Einig in der Ablehnung: Anhänger der AfD demonstrieren im Februar 2016 in Erfurt gegen die Flüchtlingspolitik der Bundesregierung.

(Foto: Jens Meyer/AP)

Die AfD hält nichts von einer gemischten Gesellschaft. Sie als Spießer- oder Nazi-Partei abzutun, ist aber Unfug: Die Rechtspopulisten wollen das Land fundamental verändern. Eine kritische Analyse.

Von Matthias Drobinski

Die Alternative für Deutschland hinterlässt zurzeit nicht den stärksten Eindruck. Die Führungsspitze der Partei scheint sich gerade selbst zerlegen zu wollen, die Fraktion in Baden-Württemberg hat sich, kaum in den Landtag eingezogen, gespalten, wichtige Repräsentanten blamieren sich öffentlich.

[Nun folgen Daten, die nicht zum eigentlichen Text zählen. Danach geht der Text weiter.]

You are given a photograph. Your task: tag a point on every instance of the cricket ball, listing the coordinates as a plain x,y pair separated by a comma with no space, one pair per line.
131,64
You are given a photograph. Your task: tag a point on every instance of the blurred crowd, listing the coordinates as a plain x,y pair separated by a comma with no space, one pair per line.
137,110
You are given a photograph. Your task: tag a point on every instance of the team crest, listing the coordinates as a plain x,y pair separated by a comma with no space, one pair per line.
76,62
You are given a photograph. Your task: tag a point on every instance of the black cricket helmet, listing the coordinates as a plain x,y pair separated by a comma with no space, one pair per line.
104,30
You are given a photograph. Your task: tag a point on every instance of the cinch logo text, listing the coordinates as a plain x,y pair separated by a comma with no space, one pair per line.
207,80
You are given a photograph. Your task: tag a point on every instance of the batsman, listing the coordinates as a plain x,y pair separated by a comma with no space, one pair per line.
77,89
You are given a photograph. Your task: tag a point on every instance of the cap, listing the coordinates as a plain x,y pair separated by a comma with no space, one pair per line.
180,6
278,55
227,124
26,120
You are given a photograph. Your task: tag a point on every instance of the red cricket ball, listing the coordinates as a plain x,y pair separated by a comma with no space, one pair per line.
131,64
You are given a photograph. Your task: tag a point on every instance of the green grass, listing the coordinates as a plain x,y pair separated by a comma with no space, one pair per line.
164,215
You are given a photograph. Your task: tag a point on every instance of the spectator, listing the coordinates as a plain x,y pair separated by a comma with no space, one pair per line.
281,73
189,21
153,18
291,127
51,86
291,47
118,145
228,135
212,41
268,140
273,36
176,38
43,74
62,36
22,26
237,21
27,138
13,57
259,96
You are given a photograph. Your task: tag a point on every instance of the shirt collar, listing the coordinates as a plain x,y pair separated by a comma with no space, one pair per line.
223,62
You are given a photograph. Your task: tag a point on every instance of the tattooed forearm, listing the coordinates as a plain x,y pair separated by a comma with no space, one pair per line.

Trotzdem steht die AfD vor einem weiteren Erfolg: Am 4. September wird in Mecklenburg-Vorpommern gewählt, die Partei steht in den Umfragen bei 19 Prozent. Im fernen Amerika redet sich Donald Trump um Kopf und Kragen und ist doch der Präsidentschaftskandidat der Republikaner geworden; Marine Le Pen und Nigel Farage sind die Helden ihrer wachsenden Anhängerschaft, egal, wie sehr sie sich danebenbenehmen. Was ist da los?